The Spider's Web is a 1926 American film directed by Oscar Micheaux which stars Evelyn Preer. It was remade in 1932 as The Girl from Chicago.

The film is about a beautiful young woman from Harlem in New York City who travels to a small town in Mississippi where she receives unwelcome courting. She returns to Harlem.

==Plot==
Norma Shepard is a teenage Black girl from Harlem in New York City. While visiting her aunt in Mississippi, she is crudely and sexually propositioned by Ballinger, the son of a local white plantation owner. Ballinger later attempts to rape Norma at the aunt's home. Elmer Harris, a Black employee of the U.S. Department of Justice, is investigating illegal slavery in the area. Norma tells him about the attack, and he arrests Ballinger.
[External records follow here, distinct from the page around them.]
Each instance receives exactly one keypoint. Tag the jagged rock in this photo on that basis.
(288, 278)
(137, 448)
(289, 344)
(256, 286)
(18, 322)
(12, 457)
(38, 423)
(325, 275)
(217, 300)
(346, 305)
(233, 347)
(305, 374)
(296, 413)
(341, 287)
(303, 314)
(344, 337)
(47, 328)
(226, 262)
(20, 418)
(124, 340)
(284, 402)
Norma convinces her aunt to move to Harlem. The aunt loses her life savings playing the numbers racket. With her last dollar, the aunt manages to pick a winning number. When she tries to collect her winnings from Martinez, the racketeer, she finds him dead. She takes her winnings from his safe.

The aunt is arrested for Martinez's murder. Elmer Harris, now working undercover in Harlem investigating the rackets, proves the aunt's innocence by discovering that wealthy Madame Boley killed her lover Martinez. Elmer and Norma wed.

==Cast==
- Evelyn Preer as Norma Shepard
- Lorenzo McLane as Elmer Harris
- Edward Thompson
- Grace Smyth as Madame Boley
- Marshall Rodgers
- Henrietta Loveless
- Billy Gulfport
- Dorothy Treadwell
- Zaidee Jackson

==Preservation==
The Spider's Web is currently presumed lost. In February of 2021, the film was cited by the National Film Preservation Board on their Lost U.S. Silent Feature Films list.